Making Postgres Bloom (opens in new tab)

(pipelinedb.com)

69 pointsusman-m10y ago23 comments

23 comments

21 comments · 7 top-level

pbnjay10y ago· 5 in thread

Don't get me wrong, I love Postgres and use it in pretty much all of my projects... but for this kind of application it's not very well suited. Leave your relational data for the database and use something more efficient!
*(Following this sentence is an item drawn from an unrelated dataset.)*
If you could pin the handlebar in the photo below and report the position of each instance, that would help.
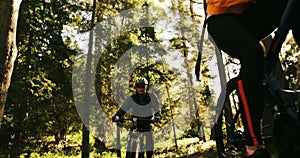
(134, 119)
Redis comes with both bitfields (see http://redis.io/commands/bitcount) and hyperloglog counters (see http://redis.io/commands/pfcount), requires almost no setup and has very minimal overhead.

Zikes10y ago

Foreign Data Wrappers make that even easier: http://www.craigkerstiens.com/2012/10/18/connecting_to_redis...

danneu10y ago

Classic premature optimization.

"Just add another database!"

mycelium10y ago

From the article:

> Some of you, who have ventured deep into the bowels of databases, will probably point out that doing something like this in a real setup is committing concurrency suicide. All updates to the same row will essentially be executed serially which is no bueno if you're trying to build a performant data pipeline.

pbnjay10y ago

LOL. Versus implementing bloom filters in a relational database?

Gigablah10y ago

"Let's not over-engineer though."

Implements bloom filters

gleb10y ago· 3 in thread

The example doesn't quite make sense:

  SELECT user_id IN (SELECT DISTINCT user_id FROM user_actions);

is not valid SQL. You may mean something like:

  SELECT 123 IN (SELECT DISTINCT user_id FROM user_actions);

which is a strange query, as it's equivalent to:

  SELECT 123 IN (SELECT user_id FROM user_actions);

usman-mOP10y ago

Oops, it was meant to be:

  SELECT <user_id> FROM (SELECT DISTINCT user_id FROM user_actions);

You're absolutely right that both those queries will give the same result. I guess I was trying to motivate the basic problem of finding whether some user exists in a set of users, and `SELECT DISTINCT` is the SQL way of representing a set.

Fixed the post, thanks!

gleb10y ago

I'd put more effort into setting up a believable problem in these kind of posts, before presenting a solution. Much like in a company pitch, it's hard to understand the value of product if you don't understand what problem it is trying to solve.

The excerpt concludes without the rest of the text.